Distichia muscoides is a cushion plant, forming sheets or clumps of short, densely-packed, evergreen stems and leaves forming a firm, relatively flat surface; the individual shoots and leaves are only a few millimetres long and grow throughout the year. In favourable locations, growth can be as much as 5 cm a year.

==Distribution and habitat==
Distichia muscoides is found at high altitudes in Colombia, Ecuador, Peru, Bolivia and northwestern Argentina. It forms large cushions in the tropical Andes, dominating the flora of the high level, peat-accumulating uplands, locally known as "bofedales". These areas have high water tables and thick layers of peat up to about 5 m thick.

==Ecology==
In the Colombia mountain ranges, D. muscoides forms an important constituent of the cushion bog, in association with Plantago rigida and Oreobolus cleefii. In the tropical Cordillera in Peru, the upland wetland areas are called bofedales; the peatlands have cushions of Distichia muscoides with mosses, including Sphagnum, Vaccinium floribundum, Puya, and Loricaria ferruginea. Other plant communities in the bofedales include peaty meadows with grasses, mosses (but not Sphagnum), sedges, rushes and woodrushes, and streamside grassland consisting mainly of Plantago tubulosa and Werneria pygmaea.

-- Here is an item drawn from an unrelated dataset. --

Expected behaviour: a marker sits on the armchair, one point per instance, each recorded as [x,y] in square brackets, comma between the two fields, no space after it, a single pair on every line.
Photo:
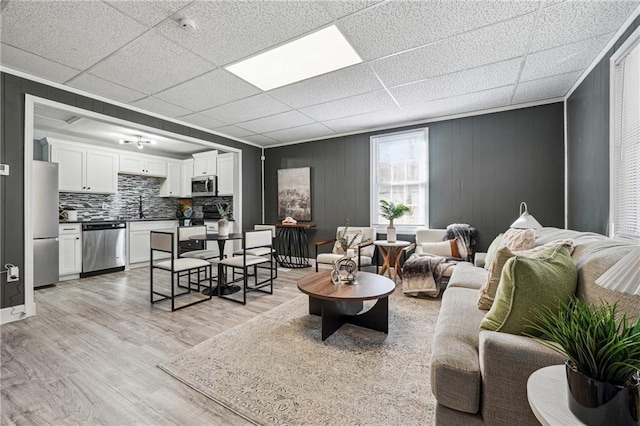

The bofedales provide grazing for guanacos, vicuñas, white-tailed deer, taruca and viscacha, are visited by ducks, the Andean goose and other birds, and provide habitat for various rodents, the Andean fox and the pampas cat. Because D. muscoides is evergreen, it provides important all-year-round grazing for domestic llamas and alpacas, as well as introduced sheep and cattle. However, the climate is becoming drier and warmer in the High Andes, the glaciers that provide meltwater to the bofedales are shrinking, the water table is becoming lower for long periods, precipitation is decreasing, and grazing pressure is high. These climatic conditions are likely to be unfavourable for D. muscoides, with the bofedales dwindling in some areas, becoming converted into puna grasslands, dominated by coarse bunch grasses which are much less nutritious for livestock.